L'assunto e privo di consistenza giuridica. Il fatto che l'amministrazione non abbia più nella sua disponibilità giuridica il bene della vita cui aspira il ricorrente non determina, di per sé solo, l'estinzione del giudizio per l'esecuzione del giudicato per sopravvenuta mancanza dell'oggetto del giudizio stesso. Infatti, con la nuova formulazione dell'articolo 7 , terzo comma, della legge 6 dicembre 1971, n. 1034, introdotta dall'articolo 7, comma 1, lettera c, della legge 21 luglio 2000, n. 205, la funzione del processo di ottemperanza, di realizzare l'assetto degli interessi delineato dalla pronuncia irrevocabile di annullamento del provvedimento amministrativo illegittimo, è stata arricchita e completata dal potere attribuito al giudice amministrativo di condannare l'amministrazione al risarcimento del danno, sia attraverso reintegrazione in forma specifica che per equivalente. In tal modo l'impossibilità di realizzare puntualmente il giudicato, per effetto delle sopravvenienze di fatto o di diritto, non determina l'impossibilità di ristorare, sia pur per equivalente, il pregiudizio patrimoniale che derivò dal provvedimento annullato.

Nel caso di specie, quindi, la rinnovazione del procedimento è comunque necessaria per l'esatta individuazione del pregiudizio subito dal ricorrente vittorioso nel giudizio di merito, con particolare riferimento alla considerazione se il pregiudizio debba rimanere circoscritto alla perdita di una chance procedimentale ovvero vada esteso alla perdita di utilità derivante dalla mancata acquisizione della proprietà del bene.

Per questi motivi il ricorso in appello non può essere accolto.

Non essendovi costituzione di controparte, non vi è luogo a pronuncia sulle spese.

P.Q.M.

Il Consiglio di Stato in sede giurisdizionale, Sezione quinta, respinge l'appello.

Nulla per le spese.

Ordina che la presente decisione sia eseguita dall'autorità amministrativa.
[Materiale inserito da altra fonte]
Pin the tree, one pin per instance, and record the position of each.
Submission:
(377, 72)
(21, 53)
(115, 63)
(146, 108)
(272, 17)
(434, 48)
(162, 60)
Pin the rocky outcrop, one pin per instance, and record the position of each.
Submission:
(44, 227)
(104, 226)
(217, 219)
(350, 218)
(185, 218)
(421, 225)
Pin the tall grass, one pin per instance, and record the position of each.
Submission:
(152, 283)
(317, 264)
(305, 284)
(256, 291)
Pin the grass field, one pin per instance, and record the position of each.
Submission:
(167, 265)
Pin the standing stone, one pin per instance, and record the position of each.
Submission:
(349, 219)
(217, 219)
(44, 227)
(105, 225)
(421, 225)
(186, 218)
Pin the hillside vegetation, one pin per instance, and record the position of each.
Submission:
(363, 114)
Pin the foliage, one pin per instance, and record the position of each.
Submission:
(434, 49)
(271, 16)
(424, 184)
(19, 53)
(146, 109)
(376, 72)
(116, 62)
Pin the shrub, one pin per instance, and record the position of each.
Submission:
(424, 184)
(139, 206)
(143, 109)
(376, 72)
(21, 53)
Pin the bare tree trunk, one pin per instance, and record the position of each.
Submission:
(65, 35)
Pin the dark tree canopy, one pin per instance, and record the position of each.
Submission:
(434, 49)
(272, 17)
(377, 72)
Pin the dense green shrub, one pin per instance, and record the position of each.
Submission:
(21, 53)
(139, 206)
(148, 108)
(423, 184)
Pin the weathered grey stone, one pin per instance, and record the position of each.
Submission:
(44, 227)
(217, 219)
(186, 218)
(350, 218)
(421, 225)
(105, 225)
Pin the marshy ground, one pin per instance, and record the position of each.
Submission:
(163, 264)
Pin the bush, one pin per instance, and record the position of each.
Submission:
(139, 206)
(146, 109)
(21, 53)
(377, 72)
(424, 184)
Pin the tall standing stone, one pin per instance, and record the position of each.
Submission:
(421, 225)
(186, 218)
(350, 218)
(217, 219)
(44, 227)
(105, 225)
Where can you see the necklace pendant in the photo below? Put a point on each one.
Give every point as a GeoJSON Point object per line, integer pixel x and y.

Così deciso in Roma nella camera di consiglio del 19 novembre 2002, con l'intervento dei signori:

Agostino Elefante Presidente

Goffredo Zaccardi Consigliere

Aldo Fera Consigliere estensore

Francesco D'Ottavi Consigliere

Claudio Marchitiello Consigliere

L'ESTENSORE IL PRESIDENTE

F.to Aldo Fera F.to Agostino Elefante

Depositata in segreteria in data 25.2.2003.